On Wednesday, S&P announced that it was revising, from stable to negative, the outlook on South Africa’s BBB+ sovereign credit rating.
‘Looming economic and social pressures’
S&P said in a statement that the revision “reflects the potential for a downgrade if economic and social problems feed into the political debate” in the run-up to South Africa’s 2014 elections, “and consequently further put pressure on the policy framework”.
The agency said it believed that South Africa’s “near-term political pressures have diminished”, that the country remained committed to further fiscal consolidation and stabilization of its debt levels, and that abrupt shifts in the policies of the ruling African National Congress (ANC) were unlikely.

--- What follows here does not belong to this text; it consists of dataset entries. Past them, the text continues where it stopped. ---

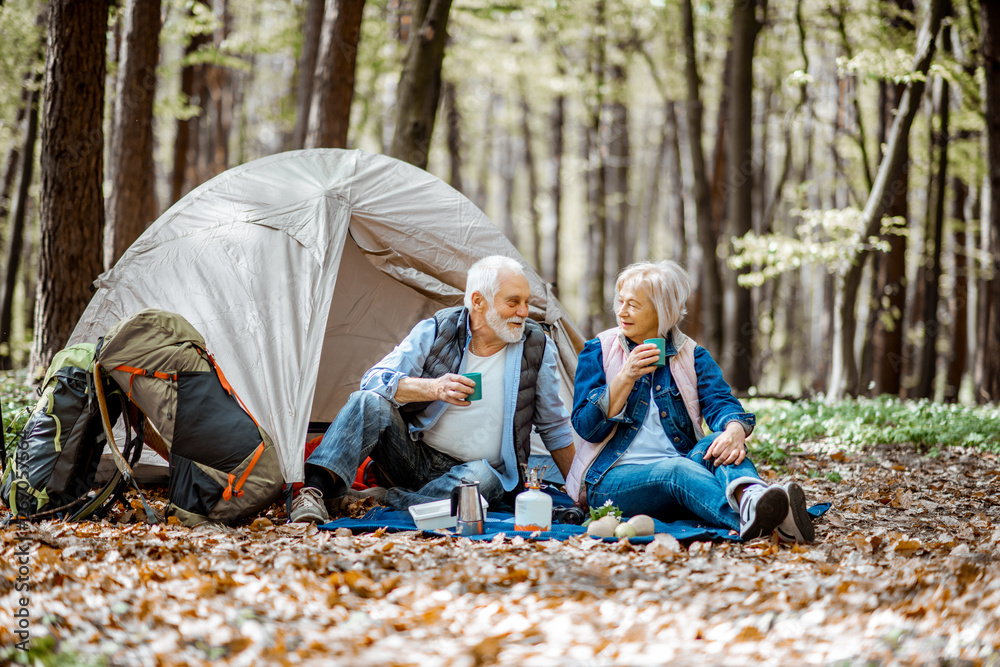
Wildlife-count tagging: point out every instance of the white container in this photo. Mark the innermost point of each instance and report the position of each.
(437, 514)
(533, 510)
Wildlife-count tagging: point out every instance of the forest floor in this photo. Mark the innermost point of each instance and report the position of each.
(904, 572)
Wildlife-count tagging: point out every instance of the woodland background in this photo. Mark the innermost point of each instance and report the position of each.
(829, 170)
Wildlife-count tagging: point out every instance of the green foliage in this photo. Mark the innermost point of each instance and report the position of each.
(606, 509)
(831, 238)
(15, 398)
(853, 424)
(19, 57)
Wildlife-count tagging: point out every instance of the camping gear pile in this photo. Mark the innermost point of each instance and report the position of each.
(152, 368)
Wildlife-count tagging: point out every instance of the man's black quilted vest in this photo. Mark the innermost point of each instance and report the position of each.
(446, 356)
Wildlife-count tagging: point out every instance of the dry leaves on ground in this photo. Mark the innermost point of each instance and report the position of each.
(904, 572)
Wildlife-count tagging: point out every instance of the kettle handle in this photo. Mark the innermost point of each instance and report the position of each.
(454, 500)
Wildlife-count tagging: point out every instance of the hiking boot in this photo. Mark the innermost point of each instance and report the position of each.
(797, 525)
(762, 509)
(307, 507)
(376, 493)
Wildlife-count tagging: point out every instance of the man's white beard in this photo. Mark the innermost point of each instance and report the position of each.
(500, 326)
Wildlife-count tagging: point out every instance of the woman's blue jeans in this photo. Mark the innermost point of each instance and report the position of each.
(369, 425)
(677, 487)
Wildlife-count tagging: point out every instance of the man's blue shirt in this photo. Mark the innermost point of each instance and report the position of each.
(551, 419)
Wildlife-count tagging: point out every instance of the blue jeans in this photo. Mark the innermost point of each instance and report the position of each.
(673, 488)
(369, 425)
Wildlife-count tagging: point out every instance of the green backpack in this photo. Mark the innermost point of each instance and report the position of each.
(52, 470)
(223, 465)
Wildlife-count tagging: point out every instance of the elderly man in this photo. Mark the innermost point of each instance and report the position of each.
(413, 416)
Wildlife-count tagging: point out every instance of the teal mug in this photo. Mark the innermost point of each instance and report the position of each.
(477, 393)
(660, 343)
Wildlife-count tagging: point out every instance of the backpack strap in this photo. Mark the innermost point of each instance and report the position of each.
(133, 371)
(123, 466)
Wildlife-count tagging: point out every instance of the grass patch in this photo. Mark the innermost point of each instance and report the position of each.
(855, 423)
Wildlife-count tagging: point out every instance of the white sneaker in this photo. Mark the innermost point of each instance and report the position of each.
(307, 507)
(762, 509)
(797, 525)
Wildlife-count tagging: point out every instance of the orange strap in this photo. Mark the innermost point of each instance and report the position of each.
(229, 388)
(227, 494)
(133, 371)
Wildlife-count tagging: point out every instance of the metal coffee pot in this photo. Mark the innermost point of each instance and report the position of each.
(466, 507)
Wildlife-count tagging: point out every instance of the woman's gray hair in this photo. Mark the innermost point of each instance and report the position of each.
(666, 283)
(484, 277)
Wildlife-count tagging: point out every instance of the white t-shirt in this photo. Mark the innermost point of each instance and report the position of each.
(651, 443)
(475, 432)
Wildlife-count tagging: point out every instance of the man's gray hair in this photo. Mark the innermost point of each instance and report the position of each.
(484, 277)
(667, 285)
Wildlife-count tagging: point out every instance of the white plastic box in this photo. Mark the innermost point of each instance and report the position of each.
(437, 514)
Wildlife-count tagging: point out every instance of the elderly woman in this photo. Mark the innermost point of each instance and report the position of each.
(645, 450)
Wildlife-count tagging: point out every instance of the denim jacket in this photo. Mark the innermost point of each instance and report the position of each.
(591, 400)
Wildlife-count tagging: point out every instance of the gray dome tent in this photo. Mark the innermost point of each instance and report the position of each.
(303, 269)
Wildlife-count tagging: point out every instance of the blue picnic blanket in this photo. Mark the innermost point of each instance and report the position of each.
(503, 522)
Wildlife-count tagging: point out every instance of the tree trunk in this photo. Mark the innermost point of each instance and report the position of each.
(740, 183)
(312, 25)
(858, 136)
(593, 155)
(72, 204)
(454, 120)
(617, 168)
(15, 237)
(485, 169)
(928, 353)
(180, 181)
(532, 173)
(557, 121)
(988, 353)
(507, 170)
(330, 115)
(13, 161)
(650, 196)
(420, 84)
(221, 85)
(959, 295)
(887, 333)
(710, 289)
(133, 198)
(676, 180)
(844, 375)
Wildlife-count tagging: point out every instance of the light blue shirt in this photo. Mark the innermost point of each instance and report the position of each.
(551, 420)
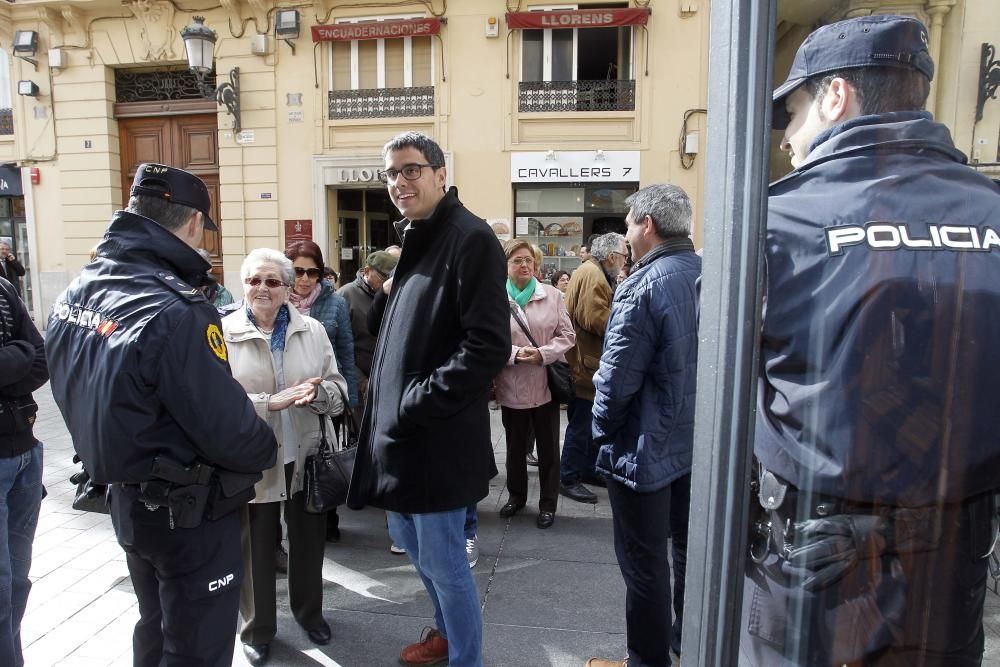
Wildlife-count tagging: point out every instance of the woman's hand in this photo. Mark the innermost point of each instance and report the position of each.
(529, 355)
(300, 394)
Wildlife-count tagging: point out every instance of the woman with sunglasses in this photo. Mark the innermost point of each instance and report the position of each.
(316, 297)
(285, 363)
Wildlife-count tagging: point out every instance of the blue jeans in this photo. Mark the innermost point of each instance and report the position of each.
(471, 521)
(435, 543)
(579, 454)
(20, 499)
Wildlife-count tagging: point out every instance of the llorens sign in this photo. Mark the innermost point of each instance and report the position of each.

“Nevertheless, we think that looming economic and social pressures could gradually affect the country’s policy framework,” S&P said. “In the run-up to the 2014 elections, the ANC’s centrist wing may make gradual concessions to the more populist expectations from within and without the party.”
Political debate ‘part of democracy’
South Africa’s National Treasury, in response, said on Wednesday that that “we disagree with the assessment of the political risk in South Africa.
“Political debate and a vigorous exchange of ideas on policy options are part and parcel of the fibre of a democratic dispensation,” the Treasury said in a statement. “This cannot be construed as political instability.
“The South African government will continue to place higher economic growth and job creation at the core of its economic policy, within a transparent investment and sustainable fiscal framework.”
‘Commitment to fiscal consolidation’
The Treasury added that, despite continued global economic uncertainty, the South African economy had continued to demonstrate resilience, and the country’s 2012 National Budget “balances support to the economy with a gradual consolidation of South Africa’s fiscal path to ensure sustainable public finances.
“The budget deficit is projected to decline to three percent of gross domestic product (GDP) over the medium term, and net government debt is expected to peak at 38.5 percent of GDP in 2014/15,” the Treasury said.
“This is consistent with government’s commitment to fiscal consolidation over the medium term.”
At the same time, the Treasury said, the 2012 Budget had identified a number of levers to “activate both public and private sector capabilities” in the country, including a major state-led infrastructure programme, support for industrial development and special economic zones, expansion of employment programmes, and improvements in further education and skills development.